Around the next bend two cars are waiting with our bags, and we drive deeper into the jungle and the beginning of Mudumalai national park. We stop for a few minutes at a lookout point, a couple of birds of prey coasting lazily above, but the only other wildlife are a few macaques hoping for a treat.

It is afternoon when we arrive at the tiny village of Masinagudi, and turn down a track towards the Jungle Retreat. We are staying in dorm accommodation tonight, but we have the two dorms all to ourselves (though there are also cottages and a treehouse, which looks like fun – who doesn’t love a treehouse?!).

Before we can explore, there is a briefing to sit through. Although the retreat is surrounded by an electric fence, the government has recently forbidden its electrification. There is a long running dispute between the relevant ministry and the owners of the few resorts in this area, the government claiming that they are built in the path of an elephant migration zone, a claim which the owners vehemently dispute. Whatever the truth of the matter (and one’s opinions of electric fences in national parks generally), there is no way to stop wildlife from entering the resort. We must not attempt to walk between our dormitory and the other public areas after dark without a local escort. The owners of the resort have set up motion-sensor cameras around the resort, and later that evening they show us a selection of the images that have been captured, including leopards and the unpredictable wild boar (the most likely danger). The isolated treehouse might not be such a great option after all…

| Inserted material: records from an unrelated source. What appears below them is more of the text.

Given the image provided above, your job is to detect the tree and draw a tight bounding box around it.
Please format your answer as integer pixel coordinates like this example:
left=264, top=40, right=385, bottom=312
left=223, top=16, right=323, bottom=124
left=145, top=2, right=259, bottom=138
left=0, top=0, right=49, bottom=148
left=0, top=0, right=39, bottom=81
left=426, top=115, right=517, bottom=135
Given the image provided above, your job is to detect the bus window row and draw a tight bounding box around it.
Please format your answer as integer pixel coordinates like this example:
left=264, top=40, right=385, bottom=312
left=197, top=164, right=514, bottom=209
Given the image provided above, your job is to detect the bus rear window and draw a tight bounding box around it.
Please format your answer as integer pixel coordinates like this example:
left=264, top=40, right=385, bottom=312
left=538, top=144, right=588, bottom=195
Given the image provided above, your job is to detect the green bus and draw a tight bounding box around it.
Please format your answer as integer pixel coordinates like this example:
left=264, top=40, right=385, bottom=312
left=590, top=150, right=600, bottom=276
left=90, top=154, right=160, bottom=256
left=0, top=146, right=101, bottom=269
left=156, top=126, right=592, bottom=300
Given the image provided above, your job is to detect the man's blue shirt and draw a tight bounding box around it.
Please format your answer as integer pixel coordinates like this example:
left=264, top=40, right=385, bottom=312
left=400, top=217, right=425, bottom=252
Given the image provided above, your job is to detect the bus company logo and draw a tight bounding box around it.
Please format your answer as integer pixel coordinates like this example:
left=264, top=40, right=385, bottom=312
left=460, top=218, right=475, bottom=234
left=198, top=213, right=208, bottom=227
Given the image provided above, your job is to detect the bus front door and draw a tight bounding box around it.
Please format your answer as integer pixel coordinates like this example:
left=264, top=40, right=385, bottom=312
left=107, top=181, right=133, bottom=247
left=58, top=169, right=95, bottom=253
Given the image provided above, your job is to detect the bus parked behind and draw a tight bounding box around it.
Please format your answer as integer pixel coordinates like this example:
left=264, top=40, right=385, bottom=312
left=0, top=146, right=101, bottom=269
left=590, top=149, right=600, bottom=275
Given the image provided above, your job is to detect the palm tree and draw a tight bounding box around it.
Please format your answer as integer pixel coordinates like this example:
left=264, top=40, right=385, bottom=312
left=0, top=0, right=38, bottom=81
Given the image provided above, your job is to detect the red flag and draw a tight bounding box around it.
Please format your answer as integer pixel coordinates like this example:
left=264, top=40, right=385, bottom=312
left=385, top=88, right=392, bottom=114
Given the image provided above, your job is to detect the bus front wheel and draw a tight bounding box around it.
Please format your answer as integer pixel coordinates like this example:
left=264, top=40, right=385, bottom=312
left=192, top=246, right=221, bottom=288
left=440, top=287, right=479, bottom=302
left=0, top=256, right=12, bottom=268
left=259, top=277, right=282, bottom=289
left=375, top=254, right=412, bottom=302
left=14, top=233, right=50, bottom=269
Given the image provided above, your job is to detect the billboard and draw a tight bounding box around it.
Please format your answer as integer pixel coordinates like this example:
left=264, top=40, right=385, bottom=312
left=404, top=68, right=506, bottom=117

After lunch there is just time for a swim in the infinity pool (oh, did I mention the amazing pool?), before we jump into jeeps and head for the river. It’s elephant bath time!

20120312-165344.jpg ahem… I may not have told you about the pool…

On our way to Ooty we had passed open trucks bearing elephants in varying states of comfort. We had stopped to take photos, but after a close up view I just felt profoundly sad. The elephants travel like this for up to ten hours to reach the elephant sanctuary at Mudumalai, which takes in orphaned and abandoned elephants, and runs a kind of respite care (“elephant camp”) for temple elephants, who stay for about a month at a time. I guess trucks are an improvement on forcing the elephant to walk so far on asphalt roads, but whatever standards of care exist are employed in such a haphazard manner, and the restraints used are so variable, that it cannot be an easy journey for them.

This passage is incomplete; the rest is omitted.